As
promessas ambientais do Brasil para o mundo.
Área recém desmatada em Roraima. Foto: ©
Greenpeace/Marizilda Cruppe.
Cumprir a lei florestal só em 2030, alcançar metas
para energias renováveis menores que as já praticadas e efetuar grandes
investimentos em fontes fósseis são algumas das contradições.
Neste domingo, 27 de outubro, a Presidente Dilma
anunciou, em assembléia da ONU, os planos que o Brasil deve submeter
oficialmente como sua contribuição no combate às mudanças do clima – e as metas
apresentam pontos de incoerência preocupantes.
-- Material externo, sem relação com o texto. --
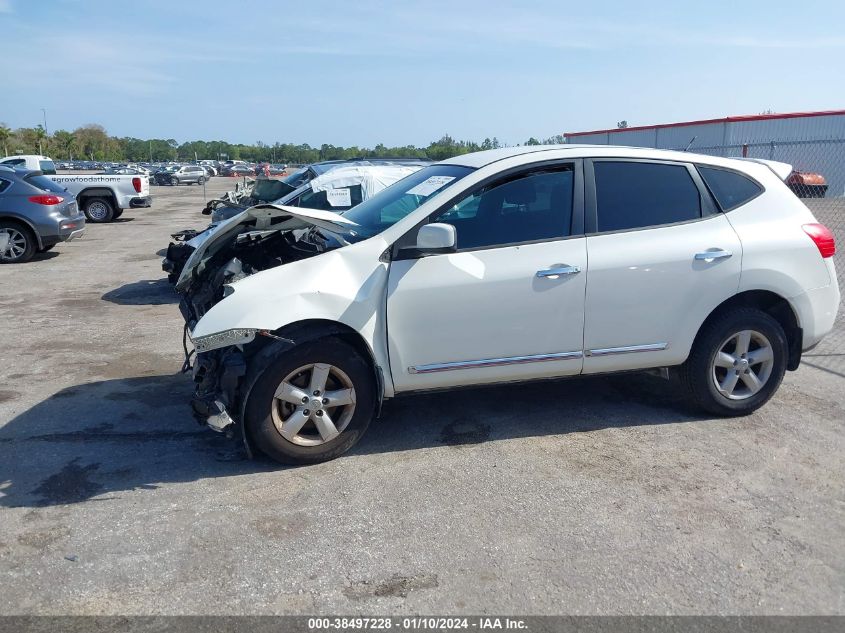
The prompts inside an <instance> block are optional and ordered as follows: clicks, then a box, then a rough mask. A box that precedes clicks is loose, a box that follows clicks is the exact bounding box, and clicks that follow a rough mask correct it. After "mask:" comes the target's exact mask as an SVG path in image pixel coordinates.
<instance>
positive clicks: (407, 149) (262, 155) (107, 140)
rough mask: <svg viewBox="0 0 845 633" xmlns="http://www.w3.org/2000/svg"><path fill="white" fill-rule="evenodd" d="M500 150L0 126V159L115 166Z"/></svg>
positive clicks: (457, 153)
mask: <svg viewBox="0 0 845 633" xmlns="http://www.w3.org/2000/svg"><path fill="white" fill-rule="evenodd" d="M540 142H541V141H539V140H538V139H536V138H533V137H532V138H530V139H528V140H527V141H526V142H525V145H539V144H540ZM563 142H564V140H563V137H562V136H560V135H558V136H553V137H551V138H548V139H545V140H544V141H543V143H563ZM497 147H502V144H501V143H500V142H499V140H498V139H497V138H496V137H493V138H492V139H491V138H485V139H484V140H483V141H482V142H480V143H478V142H475V141H459V140H455V139H453V138H452V137H451V136H449V135H448V134H446V135H444V136H443V137H441V138H440V139H438V140H436V141H432V142H431V143H429V144H428V146H426V147H415V146H414V145H405V146H402V147H387V146H385V145H383V144H381V143H379V144H378V145H376V146H375V147H373V148H368V147H358V146H353V147H342V146H337V145H329V144H323V145H321V146H320V147H311V146H310V145H308V144H307V143H303V144H301V145H295V144H293V143H274V144H272V145H268V144H266V143H263V142H261V141H257V142H256V143H255V144H254V145H246V144H242V143H227V142H226V141H187V142H184V143H179V142H177V141H176V140H175V139H172V138H169V139H160V138H154V139H141V138H134V137H129V136H124V137H116V136H110V135H109V134H108V132H106V130H105V128H104V127H103V126H102V125H98V124H96V123H91V124H88V125H83V126H82V127H80V128H77V129H76V130H74V131H72V132H70V131H68V130H56V131H55V132H53V133H52V134H47V131H46V130H45V129H44V128H43V127H42V126H41V125H38V126H36V127H33V128H17V129H14V130H13V129H11V128H10V127H8V126H7V125H5V124H3V123H0V149H2V151H3V156H9V155H12V154H45V155H49V156H50V157H51V158H53V159H56V160H93V161H114V162H127V161H128V162H140V161H153V162H159V161H167V160H177V161H178V160H194V159H195V158H197V159H201V160H202V159H212V160H214V159H221V160H226V159H231V160H246V161H254V162H259V161H268V162H274V163H299V164H304V163H313V162H317V161H321V160H334V159H345V158H379V157H391V158H429V159H431V160H443V159H446V158H451V157H452V156H458V155H460V154H467V153H469V152H477V151H480V150H484V149H495V148H497Z"/></svg>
Para o governo, chegaremos em 2030 emitindo 1,33
bilhões de toneladas de carbono, número 33% maior do que as projeções do que
seria possível fazer segundo proposta de organizações da sociedade civil.
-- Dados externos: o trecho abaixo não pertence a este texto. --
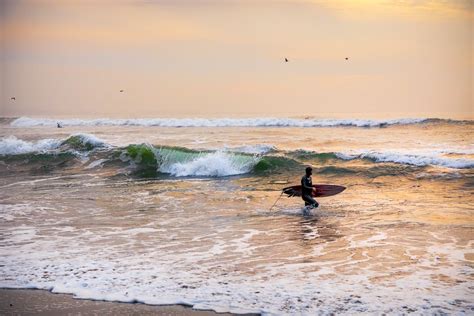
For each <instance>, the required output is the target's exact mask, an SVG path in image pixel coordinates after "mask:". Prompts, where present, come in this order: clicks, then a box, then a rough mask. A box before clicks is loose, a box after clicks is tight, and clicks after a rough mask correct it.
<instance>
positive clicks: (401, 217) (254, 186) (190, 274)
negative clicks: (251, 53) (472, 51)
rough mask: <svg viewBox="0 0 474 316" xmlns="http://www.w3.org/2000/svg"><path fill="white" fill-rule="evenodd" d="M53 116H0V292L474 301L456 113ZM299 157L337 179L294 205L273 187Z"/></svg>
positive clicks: (231, 300)
mask: <svg viewBox="0 0 474 316" xmlns="http://www.w3.org/2000/svg"><path fill="white" fill-rule="evenodd" d="M56 122H57V120H55V119H40V118H26V117H21V118H3V119H0V218H1V220H0V236H1V238H0V252H1V256H0V287H3V288H39V289H48V290H51V291H52V292H55V293H71V294H73V295H74V296H75V297H77V298H87V299H95V300H107V301H120V302H143V303H146V304H184V305H189V306H193V307H194V308H196V309H211V310H214V311H217V312H232V313H261V314H267V315H295V314H297V315H315V314H333V313H334V314H347V315H353V314H368V313H375V314H383V313H385V314H397V315H398V314H408V313H415V314H461V315H462V314H472V313H474V299H473V297H474V283H473V281H474V269H473V268H474V250H473V237H474V234H473V231H474V230H473V227H474V219H473V206H474V190H473V189H474V137H473V136H474V121H472V120H449V119H437V118H426V119H390V120H369V119H367V120H364V119H356V120H350V119H315V118H234V119H224V118H209V119H205V118H199V119H193V118H189V119H185V118H181V119H122V120H119V119H62V120H60V122H61V124H62V125H63V128H56ZM308 165H311V166H312V167H313V183H320V184H337V185H343V186H345V187H346V188H347V189H346V190H345V191H344V192H342V193H341V194H338V195H335V196H332V197H326V198H320V199H318V202H319V203H320V207H319V208H317V209H314V210H312V211H311V213H310V214H303V211H302V206H303V205H304V202H303V201H302V200H301V199H300V198H297V197H293V198H287V197H285V196H283V197H281V198H280V199H279V200H278V201H277V199H278V198H279V197H280V193H281V189H282V188H283V187H286V186H289V185H293V184H299V182H300V179H301V177H302V176H303V174H304V169H305V167H306V166H308ZM275 201H277V203H276V205H275V207H274V208H272V209H271V210H270V207H271V206H272V205H273V203H274V202H275Z"/></svg>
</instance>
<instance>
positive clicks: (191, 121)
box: [10, 117, 430, 127]
mask: <svg viewBox="0 0 474 316" xmlns="http://www.w3.org/2000/svg"><path fill="white" fill-rule="evenodd" d="M429 120H430V119H426V118H403V119H392V120H368V119H296V118H272V117H268V118H209V119H206V118H181V119H177V118H150V119H108V118H101V119H64V120H60V122H61V124H62V125H63V126H64V127H67V126H161V127H337V126H354V127H381V126H387V125H408V124H418V123H423V122H428V121H429ZM57 122H58V120H54V119H48V118H29V117H20V118H18V119H16V120H14V121H12V122H11V123H10V125H11V126H16V127H34V126H49V127H54V126H56V124H57Z"/></svg>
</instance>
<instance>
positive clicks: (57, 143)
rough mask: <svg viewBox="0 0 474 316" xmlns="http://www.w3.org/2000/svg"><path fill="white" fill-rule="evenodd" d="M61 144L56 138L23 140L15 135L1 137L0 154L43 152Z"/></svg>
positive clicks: (25, 153)
mask: <svg viewBox="0 0 474 316" xmlns="http://www.w3.org/2000/svg"><path fill="white" fill-rule="evenodd" d="M59 145H61V140H58V139H49V138H48V139H41V140H38V141H32V142H29V141H25V140H21V139H18V138H16V137H15V136H8V137H3V138H1V139H0V155H18V154H27V153H32V152H45V151H49V150H53V149H56V148H58V147H59Z"/></svg>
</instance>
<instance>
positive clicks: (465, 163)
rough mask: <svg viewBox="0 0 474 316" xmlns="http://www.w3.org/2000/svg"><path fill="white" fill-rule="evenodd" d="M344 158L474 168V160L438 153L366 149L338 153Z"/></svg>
mask: <svg viewBox="0 0 474 316" xmlns="http://www.w3.org/2000/svg"><path fill="white" fill-rule="evenodd" d="M336 156H337V157H338V158H340V159H343V160H353V159H370V160H372V161H374V162H393V163H398V164H405V165H413V166H419V167H423V166H429V165H432V166H440V167H447V168H454V169H467V168H474V160H472V159H467V158H448V157H443V156H442V155H441V154H438V153H425V154H412V153H402V152H377V151H366V152H361V153H336Z"/></svg>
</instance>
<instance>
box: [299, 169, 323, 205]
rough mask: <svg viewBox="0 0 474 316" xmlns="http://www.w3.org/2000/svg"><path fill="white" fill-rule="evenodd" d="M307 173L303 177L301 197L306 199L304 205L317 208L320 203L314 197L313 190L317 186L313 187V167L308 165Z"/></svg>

Apesar de ficarem aquém do desejável, o formato de metas absolutas e o fato de
apresentar números de redução para os anos de 2025 e 2030 são bons indicadores.
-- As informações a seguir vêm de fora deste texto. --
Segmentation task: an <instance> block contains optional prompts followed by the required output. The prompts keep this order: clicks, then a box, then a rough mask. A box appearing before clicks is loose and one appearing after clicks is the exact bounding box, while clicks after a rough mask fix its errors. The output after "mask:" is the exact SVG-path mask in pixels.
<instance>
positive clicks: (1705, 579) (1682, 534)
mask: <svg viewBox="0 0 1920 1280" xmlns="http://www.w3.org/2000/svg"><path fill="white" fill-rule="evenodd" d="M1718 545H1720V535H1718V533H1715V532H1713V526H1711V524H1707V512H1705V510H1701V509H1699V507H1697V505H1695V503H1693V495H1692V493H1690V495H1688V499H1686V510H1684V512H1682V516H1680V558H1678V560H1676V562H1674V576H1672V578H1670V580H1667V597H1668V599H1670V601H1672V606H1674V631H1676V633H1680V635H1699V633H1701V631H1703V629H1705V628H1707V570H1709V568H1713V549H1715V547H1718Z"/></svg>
Porém, na área de florestas, setor do país que mais emite gases que aquecem o
planeta, o governo derrapa e a conta não fecha, o que coloca boa parte do plano
em suspensão.
“O discurso do governo impressiona a plateia,
principalmente quando comparado com o deserto de promessas de muitos outros
países. Mas quando olhamos com o cuidado necessário, a parte de florestas é
baseada em premissas falhas e continua permitindo o desmatamento, além de
perder oportunidades no setor de energia”, diz Marcio Astrini, do Greenpeace.
Florestas
Na parte de florestas, o plano se baseia em
implementar a lei (código florestal), mas só daqui 15 anos, deixando claro que
até lá permitirá novos desmatamentos compensados com replantio. Para o governo,
isso seria suficiente para reduzir drasticamente as emissões do setor. Mas a
conta não fecha.
Segundo estudo publicado na revista Science, os
professores da Universidade Federal de Minas Gerais, Britaldo Soares e Raoni
Rajao afirmam que a simples implementação da lei de florestas não será capaz de
deter a perda de cobertura florestal, podendo, inclusive, permitir que mais de
88 milhões de hectares sejam liberados para o desmatamento, aumentando nossa
conta de emissões.
Compensar áreas legalmente autorizadas indica que o
desmatamento continuará, e a taxas não determinadas. Além disso, o replantio de
novas áreas desmatadas não compensam economicamente, visto que é muito mais
custoso do que preservá-las. A proposta de novos desmatamento perde ainda mais
sentido devido ao fato de que o Brasil já detém áreas abertas em quantidade
suficiente para assegurar o aumento da produção de alimentos sem a necessidade
de novas derrubadas de vegetação.
Soma-se a isso o problema de que o caminho
escolhido pelo governo para resolver a situação das florestas simplesmente
ignora instrumentos como a criação de unidades de conservação e terras
indígenas, que são seguramente a maneira mais eficiente de frear o desmatamento.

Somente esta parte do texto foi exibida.